Will genomics reveal the secrets of plant-plant interactions?

Transforming weeds into service plants, increasing yields by 50%, and reducing the amount of herbicides used in agriculture… What if genomics could fulfill our wildest dreams?

© Chitro Stock/Adobe Stock, DR

Within plant populations and communities, plants perceive the presence of other plants. At least, that’s what research from the Plant, Microbe, Environment Interactions Laboratory, led by Fabrice Roux, shows.

In this Inrae-CNRS laboratory located in Toulouse (France), a team of about fifteen people is studying, among other things, plant-plant interactions at the genomic level. To do this, they have developed a model based on the species Arabidopsis thaliana, commonly known as thale cress, a model species in laboratories and very common in rural areas.

Over 200 species

First, the scientists focused on describing the species in its natural environment, specifically in the former Midi-Pyrénées region. The data they acquired has notably helped characterize the plant communities associated with Arabidopsis, totaling more than 200 different plant species.

“We sequenced the genome of 168 natural populations of thale cress and identified genes that are markers of the diversity of plant communities,” explains the research director. “This discovery suggests that the diversity of communities seems to be inscribed in the genome of the plants that constitute them.”

Interactions still largely unknown

Fabrice Roux notes that, generally, thale cress interacts with an average of 12 plant species during its life cycle. “We call this the social network of plants. It can include up to 24 species in some cases. This figure applies to the majority of plant species,” he emphasizes.

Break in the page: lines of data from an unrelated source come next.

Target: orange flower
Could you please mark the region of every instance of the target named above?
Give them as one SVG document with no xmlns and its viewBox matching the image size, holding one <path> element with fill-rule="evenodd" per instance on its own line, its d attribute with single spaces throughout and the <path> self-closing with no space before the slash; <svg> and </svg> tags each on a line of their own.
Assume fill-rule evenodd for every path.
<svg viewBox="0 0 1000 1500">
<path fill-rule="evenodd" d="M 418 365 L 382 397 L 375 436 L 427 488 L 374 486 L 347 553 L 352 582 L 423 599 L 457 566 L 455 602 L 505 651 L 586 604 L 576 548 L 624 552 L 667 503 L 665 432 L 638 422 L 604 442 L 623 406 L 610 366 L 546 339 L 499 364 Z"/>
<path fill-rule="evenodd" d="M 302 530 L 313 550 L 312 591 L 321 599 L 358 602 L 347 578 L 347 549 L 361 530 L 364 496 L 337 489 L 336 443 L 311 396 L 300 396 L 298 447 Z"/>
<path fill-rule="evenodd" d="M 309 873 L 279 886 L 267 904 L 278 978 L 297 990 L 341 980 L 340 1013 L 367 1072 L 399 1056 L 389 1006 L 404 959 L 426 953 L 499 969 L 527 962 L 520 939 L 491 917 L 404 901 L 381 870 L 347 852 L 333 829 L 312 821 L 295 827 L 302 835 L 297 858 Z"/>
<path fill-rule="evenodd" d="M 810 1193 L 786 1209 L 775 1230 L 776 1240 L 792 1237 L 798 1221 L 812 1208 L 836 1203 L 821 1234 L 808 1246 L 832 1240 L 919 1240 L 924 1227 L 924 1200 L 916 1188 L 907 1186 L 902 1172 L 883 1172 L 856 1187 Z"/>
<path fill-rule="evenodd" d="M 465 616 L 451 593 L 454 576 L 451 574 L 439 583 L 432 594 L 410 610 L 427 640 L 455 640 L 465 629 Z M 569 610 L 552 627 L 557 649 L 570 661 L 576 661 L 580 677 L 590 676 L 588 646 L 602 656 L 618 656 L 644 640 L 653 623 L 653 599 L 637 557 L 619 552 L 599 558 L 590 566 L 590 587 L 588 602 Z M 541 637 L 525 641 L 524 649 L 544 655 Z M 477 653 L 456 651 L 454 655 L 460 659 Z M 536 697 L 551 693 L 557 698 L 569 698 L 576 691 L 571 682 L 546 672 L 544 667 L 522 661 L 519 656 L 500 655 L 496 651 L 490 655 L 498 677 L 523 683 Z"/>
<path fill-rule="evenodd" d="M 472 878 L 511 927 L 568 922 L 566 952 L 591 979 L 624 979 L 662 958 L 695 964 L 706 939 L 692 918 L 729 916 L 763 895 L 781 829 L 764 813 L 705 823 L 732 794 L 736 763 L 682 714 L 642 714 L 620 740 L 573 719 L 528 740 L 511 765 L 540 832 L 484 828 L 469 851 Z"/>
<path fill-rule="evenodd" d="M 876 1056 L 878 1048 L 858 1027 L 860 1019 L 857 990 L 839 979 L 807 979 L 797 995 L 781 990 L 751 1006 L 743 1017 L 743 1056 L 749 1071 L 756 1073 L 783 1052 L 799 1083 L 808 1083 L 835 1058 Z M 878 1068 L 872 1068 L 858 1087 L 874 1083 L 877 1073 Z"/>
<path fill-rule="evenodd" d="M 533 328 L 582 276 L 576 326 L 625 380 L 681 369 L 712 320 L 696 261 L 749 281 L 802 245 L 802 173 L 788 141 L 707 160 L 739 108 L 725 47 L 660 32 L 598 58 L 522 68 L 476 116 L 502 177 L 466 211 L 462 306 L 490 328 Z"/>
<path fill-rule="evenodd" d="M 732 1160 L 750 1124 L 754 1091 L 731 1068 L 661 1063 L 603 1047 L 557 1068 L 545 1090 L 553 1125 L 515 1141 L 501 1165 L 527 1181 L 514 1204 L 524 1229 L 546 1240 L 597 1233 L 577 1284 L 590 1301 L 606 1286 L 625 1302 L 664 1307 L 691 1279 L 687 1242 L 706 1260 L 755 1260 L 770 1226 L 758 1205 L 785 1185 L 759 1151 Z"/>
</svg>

What was the aim of the study? It was to identify the genetic mechanisms involved in plant-plant interactions. During their research, the scientists discovered that many genes present in these interactions are involved in the shade avoidance syndrome, typical of competition between species.

More surprisingly, the involvement of genes related to plant immunity has also been demonstrated: “We now believe that a plant’s response to the presence of another plant is not merely a mechanical and passive reaction. The immunity genes identified are well known for being linked to the perception of microbial signals. These responses would therefore be generated by active mechanisms,” explains Fabrice Roux with enthusiasm. In summary, a plant would perceive the presence of other plants rather than merely endure their presence.

A gene to facilitate coexistence

Following this discovery, the team confirmed the existence of a gene involved in the natural variation in response to competition. “This is a first,” explains Fabrice Roux. “It’s still quite astonishing to think that competition between plants is a predominant interaction within agricultural populations, yet this is the first time a gene involved in this competition response has been validated.”

The study of the mechanisms associated with this gene is just beginning. And although current research focuses on Arabidopsis thaliana, Fabrice Roux perfectly envisions finding similar genes in cultivated species, such as wheat or tomatoes.

“In the long term, we could find applications to facilitate the coexistence between cultivated species and weeds present in crops. It’s very promising, even though we don’t yet fully understand the mechanisms at work,” says the research director, who already imagines varietal improvements capable of reducing the amount of herbicides used in agriculture.

In addition to identifying these genes, the research team also observed yield increases of around 50% when certain Arabidopsis genotypes grow in the presence of another species: “Not only do these genotypes produce 50% more seeds, but at the end, the associated species disappears before Arabidopsis completes its cycle. It would be quite remarkable to reproduce this phenomenon in crops. Weeds would then become service plants, concludes Fabrice Roux.